Current Status and Future Directions

A few decades ago, planets orbiting other stars were unconfirmed speculation.

Today, they form one of the fastest-growing fields in all of science.

Thousands of exoplanets have now been detected, spanning an astonishing range of sizes, orbits, compositions, and environments — from gas giants orbiting in a matter of hours, to frozen rogue planets drifting between the stars, to rocky worlds similar in size to Earth orbiting in the habitable zones of nearby stars.

The Exoplanet Census

The pace of discovery has accelerated dramatically since the launch of dedicated space missions such as Kepler and TESS, combined with ground-based surveys and precision spectroscopy.

Exoplanets discovered per year
New exoplanets discovered per year. Discovery rates now regularly reach hundreds per year as detection methods and surveys mature.

Rather than quoting a single number that will soon go out of date, you can always consult the live catalogue maintained by NASA here.

This archive provides continuously updated counts and distributions, including:

  • planet sizes and masses,
  • orbital periods and distances,
  • host star properties,
  • and confirmed habitable-zone candidates.

Milestone Worlds

A few discoveries mark major conceptual turning points in the story of exoplanet science:

  • 51 Pegasi b — the first planet confirmed around a Sun-like star.
  • Proxima Centauri b — the nearest known exoplanet, orbiting our closest stellar neighbour.
  • Kepler-186 f — the first Earth-sized planet discovered in the habitable zone of another star.
  • TRAPPIST-1 system — a compact system of seven rocky planets, several in the habitable zone.
  • TOI-700 d — an Earth-sized world confirmed by TESS in a star’s habitable zone.

Each of these reshaped how astronomers think about planetary systems — not as rare curiosities, but as diverse and abundant structures throughout the Galaxy.

Then and Now

Early in the field, astronomers relied on computer simulations and speculative illustrations to imagine what distant worlds might look like.

Today, telescopes like JWST directly measure atmospheric composition. Giant observatories such as the ELT and Roman Space Telescope will soon image planets directly and harvest chemical fingerprints from smaller and colder worlds.

The field has matured from artistic imagination… into empirical measurement.

From Curiosity to Measurement

Scientific revolutions often begin with a single discovery.

Exoplanet science is rare in that it experienced many — in rapid succession.
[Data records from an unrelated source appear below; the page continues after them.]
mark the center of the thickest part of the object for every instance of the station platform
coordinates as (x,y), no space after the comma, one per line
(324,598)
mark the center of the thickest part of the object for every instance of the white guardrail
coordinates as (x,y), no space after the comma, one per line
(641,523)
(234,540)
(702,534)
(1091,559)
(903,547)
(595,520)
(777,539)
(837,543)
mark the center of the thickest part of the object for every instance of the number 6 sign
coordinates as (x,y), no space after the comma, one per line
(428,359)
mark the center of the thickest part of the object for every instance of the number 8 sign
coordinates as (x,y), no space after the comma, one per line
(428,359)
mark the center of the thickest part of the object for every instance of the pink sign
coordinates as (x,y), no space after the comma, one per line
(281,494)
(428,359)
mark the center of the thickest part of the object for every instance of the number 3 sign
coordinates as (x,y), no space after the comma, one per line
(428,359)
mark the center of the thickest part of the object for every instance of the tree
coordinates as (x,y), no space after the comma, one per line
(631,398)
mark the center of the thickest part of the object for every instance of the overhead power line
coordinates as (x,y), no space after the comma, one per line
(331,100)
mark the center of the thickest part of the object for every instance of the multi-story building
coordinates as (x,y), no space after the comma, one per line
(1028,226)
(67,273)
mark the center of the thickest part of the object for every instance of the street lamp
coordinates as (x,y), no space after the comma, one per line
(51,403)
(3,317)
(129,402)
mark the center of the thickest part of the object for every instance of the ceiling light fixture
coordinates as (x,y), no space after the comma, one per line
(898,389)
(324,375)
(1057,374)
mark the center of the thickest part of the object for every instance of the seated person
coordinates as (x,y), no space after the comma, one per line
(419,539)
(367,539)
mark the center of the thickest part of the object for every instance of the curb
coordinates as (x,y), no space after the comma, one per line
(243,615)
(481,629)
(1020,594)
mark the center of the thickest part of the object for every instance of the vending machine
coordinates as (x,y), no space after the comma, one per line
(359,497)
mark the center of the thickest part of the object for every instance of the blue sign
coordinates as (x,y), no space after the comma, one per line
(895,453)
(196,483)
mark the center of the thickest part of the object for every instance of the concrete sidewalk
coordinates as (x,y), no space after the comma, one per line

  • 1992 — planets around a pulsar.
  • 1995 — a hot Jupiter around a Sun-like star.
  • 2009 — Kepler launches.
  • 2018 — TESS begins its all-sky survey.
  • 2022 — JWST opens the chemistry era.

In just one generation, the search for planets went from idea… to catalog… to atmospheric physics.

A New Relationship with the Cosmos

For most of history, people wondered whether other worlds even existed. Now the question is no longer whether planets are out there. It is:

  • What are they made of?
  • How do they form?
  • How do they evolve?
  • And in some cases… could anything live there?

Astronomy has crossed a threshold:

We no longer point at stars and imagine planets.

We measure them. We model them. We map their atmospheres.

The Solar System once seemed like the Universe’s template, but exoplanets have taught us otherwise. Nature builds worlds freely — not conservatively. There is no standard design, no single architecture, no typical planet. There are only outcomes of physics… played out across billions of stars.

And now, at last, we are reading the record.

You have completed this course having toured one planetary system in detail. And you now know something far more powerful:

Our system is not special.

But the fact that we can study others… is.